A Frozen War in Ukraine Would Be a Victory for Russia
Ukrainian soldiers train with a T-72 tank, near Zaporizhzhia, Ukraine, Jan. 11, 2024 (photo by Dmytro Smolienko for NurPhoto via AP Images).

Nearly two years into Ukraine’s devastating full-scale war with Russia, President Volodymyr Zelenskyy made a major change last week, replacing Gen. Valerii Zaluzhny with Gen. Oleksandr Syrsky as commander of the Ukrainian military. While we do not know the exact reason for Zelenskyy’s decision, it is also unsurprising. The signs that the war in Ukraine was becoming a long one were already evident by the middle of 2022. Now, 18 months later, Ukraine is indeed fully locked into a war of attrition with Russia. Without a clear path to military victory, a rethink of Ukraine’s strategy is necessary.

How did we get to this point? Russia launched its “special military operation” in February 2022 with what appeared to be the goal of quickly overthrowing Ukraine’s government and gaining control of the country with minimal casualties to its own forces. It was similar to the tactic it used to annex Crimea back in 2014, except at a larger scale. But while that approach succeeded in Crimea, it failed in the all-out invasion of the entire country, as Ukraine’s armed forces demonstrated resourcefulness and resolve, while its population demonstrated resilience. At that point, Russia switched tactics, seeking to inflict punishment in the hope of breaking the will of the Ukrainian people.

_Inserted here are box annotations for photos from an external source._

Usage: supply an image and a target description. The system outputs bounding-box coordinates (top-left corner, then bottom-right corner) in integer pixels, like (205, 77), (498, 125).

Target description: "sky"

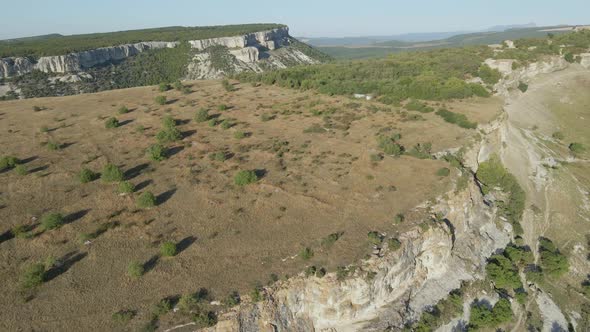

(0, 0), (590, 39)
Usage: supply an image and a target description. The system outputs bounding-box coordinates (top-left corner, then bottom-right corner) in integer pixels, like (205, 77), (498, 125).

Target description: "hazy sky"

(0, 0), (590, 39)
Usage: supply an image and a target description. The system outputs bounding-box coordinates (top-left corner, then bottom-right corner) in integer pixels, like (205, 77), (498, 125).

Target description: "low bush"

(41, 213), (64, 231)
(221, 80), (235, 92)
(118, 181), (135, 194)
(436, 108), (477, 129)
(568, 143), (586, 155)
(299, 247), (314, 261)
(160, 241), (178, 257)
(0, 156), (19, 171)
(156, 127), (182, 144)
(45, 141), (61, 151)
(220, 119), (234, 129)
(162, 115), (176, 128)
(195, 108), (209, 122)
(14, 165), (29, 176)
(100, 164), (124, 182)
(20, 263), (47, 289)
(111, 310), (135, 325)
(78, 168), (98, 183)
(367, 231), (383, 245)
(539, 238), (569, 278)
(377, 135), (405, 157)
(469, 299), (513, 329)
(104, 117), (119, 129)
(154, 96), (168, 105)
(158, 83), (172, 92)
(387, 238), (402, 251)
(127, 261), (145, 279)
(146, 144), (166, 161)
(137, 191), (156, 209)
(436, 167), (451, 177)
(234, 170), (258, 186)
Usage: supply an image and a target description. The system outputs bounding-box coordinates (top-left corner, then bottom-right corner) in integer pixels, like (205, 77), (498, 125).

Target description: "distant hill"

(312, 25), (575, 59)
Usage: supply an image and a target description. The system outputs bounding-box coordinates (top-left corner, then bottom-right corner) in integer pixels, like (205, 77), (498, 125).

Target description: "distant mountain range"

(302, 23), (588, 59)
(298, 23), (537, 46)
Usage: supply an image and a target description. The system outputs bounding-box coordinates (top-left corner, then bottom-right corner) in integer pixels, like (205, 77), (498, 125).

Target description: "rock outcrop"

(0, 41), (178, 77)
(199, 156), (512, 332)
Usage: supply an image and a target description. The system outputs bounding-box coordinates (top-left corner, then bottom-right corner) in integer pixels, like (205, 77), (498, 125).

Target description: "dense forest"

(237, 31), (590, 104)
(0, 24), (284, 58)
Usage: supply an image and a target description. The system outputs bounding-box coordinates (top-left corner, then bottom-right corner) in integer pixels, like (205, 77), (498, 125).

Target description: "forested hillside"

(0, 24), (284, 58)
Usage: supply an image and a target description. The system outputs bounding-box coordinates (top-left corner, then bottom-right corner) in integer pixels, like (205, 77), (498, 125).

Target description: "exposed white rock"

With the Ukrainians still unflinching in the face of massive and repeated rocket barrages, Russia turned to its current strategy of territorial defense. This entailed digging into defensive positions; reorganizing its military governance so as to control some of its more “autonomous” elements, such as the infamous Wagner Group; and then waiting for Ukraine’s international support to fade. This is a strategy that Russia seems set to maintain.